How to Cook Kaju Korma: English – Urdu Recipe

How to Cook Kaju Korma

How to Cook Kaju Korma


  1. Mutton – ½ kg
  2. Cashew nuts – 100g (soaked for 15 min, then make paste with a little bit of water)
  3. Onion – 3 (thinly sliced)
  4. Ginger garlic paste – 2 tbsp
  5. Ginger – 1 medium piece
  6. Kewra – 2 tbsp
  7. Coriander powder – 1 tbsp
  8. Salt – to taste
  9. Garam masala powder – ½ tsp
  10. Red chilli powder – 2 tbsp
  11. Ghee – 1 cup
  12. Yogurt – 250g
  13. Nutmeg powder, mace and small cardamom – (take equal quantity and grind, and then take 2 pinches)
  14. Whole masala – ( 2 bay leaves, 4 big cardamoms, 2 cinnamon stick, 6 green cardamoms, 6 cloves, 20 whole black peppers and ¼ tsp white cumin seeds)
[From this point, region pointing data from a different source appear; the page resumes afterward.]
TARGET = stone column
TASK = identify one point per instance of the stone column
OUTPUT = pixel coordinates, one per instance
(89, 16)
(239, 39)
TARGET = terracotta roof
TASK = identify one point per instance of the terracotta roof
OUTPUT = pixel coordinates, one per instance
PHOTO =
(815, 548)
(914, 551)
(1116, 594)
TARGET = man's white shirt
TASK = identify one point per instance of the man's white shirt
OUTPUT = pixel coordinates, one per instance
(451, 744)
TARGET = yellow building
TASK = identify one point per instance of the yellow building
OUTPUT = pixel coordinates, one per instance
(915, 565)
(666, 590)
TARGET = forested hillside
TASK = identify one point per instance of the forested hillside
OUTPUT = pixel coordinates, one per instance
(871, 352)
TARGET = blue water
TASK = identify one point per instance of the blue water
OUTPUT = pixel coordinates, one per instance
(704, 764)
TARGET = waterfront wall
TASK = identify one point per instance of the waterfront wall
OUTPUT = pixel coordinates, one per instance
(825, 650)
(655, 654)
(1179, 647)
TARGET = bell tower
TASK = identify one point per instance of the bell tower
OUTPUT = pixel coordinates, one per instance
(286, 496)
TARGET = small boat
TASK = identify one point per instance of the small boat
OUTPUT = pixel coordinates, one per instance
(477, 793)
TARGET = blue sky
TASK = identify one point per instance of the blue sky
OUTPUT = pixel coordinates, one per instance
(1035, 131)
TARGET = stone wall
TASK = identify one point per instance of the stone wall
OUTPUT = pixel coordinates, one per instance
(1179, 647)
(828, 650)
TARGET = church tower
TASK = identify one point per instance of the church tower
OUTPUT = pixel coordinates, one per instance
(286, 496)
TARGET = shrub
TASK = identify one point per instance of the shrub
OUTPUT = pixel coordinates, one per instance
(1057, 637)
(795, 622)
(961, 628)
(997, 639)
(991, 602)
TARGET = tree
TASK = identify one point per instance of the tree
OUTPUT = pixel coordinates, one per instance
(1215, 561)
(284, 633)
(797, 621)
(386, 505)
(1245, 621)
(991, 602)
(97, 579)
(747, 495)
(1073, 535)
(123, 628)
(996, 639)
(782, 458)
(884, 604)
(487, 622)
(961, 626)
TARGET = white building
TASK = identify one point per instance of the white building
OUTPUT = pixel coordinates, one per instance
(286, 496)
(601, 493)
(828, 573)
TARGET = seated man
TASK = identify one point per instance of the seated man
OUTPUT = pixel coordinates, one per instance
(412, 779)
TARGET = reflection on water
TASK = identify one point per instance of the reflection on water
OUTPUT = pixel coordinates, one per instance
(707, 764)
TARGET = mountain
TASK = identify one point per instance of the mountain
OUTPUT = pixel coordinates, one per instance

  • Take a pan, put ghee and heat it up.
  • Then put chopped onion and fry until it softens, then add whole masala and fry until it is golden brown.
  • Then take out the onions from the oil and spread them in a plate with whole masala.
  • In the same oil, put ginger, garlic paste and mutton and fry until mutton turns brown.
  • Now add red chilli powder, coriander powder and salt and fry.
  • After 2 or 3 minutes, add cashew nuts paste and mix well and fry for 2 or 3 minutes, then add yogurt with a little bit of water and mix it well.
  • Then cover it and let it cook until the mutton is cooked well.
  • When the mutton is cooked well, add kewra, nutmeg powder, cardamom powder and mace powder and mix well.
  • Now add fried onion, crushed with hands, include whole masala and cook on dum for 7 minutes, then take it off the cooker and serve with ginger flakes.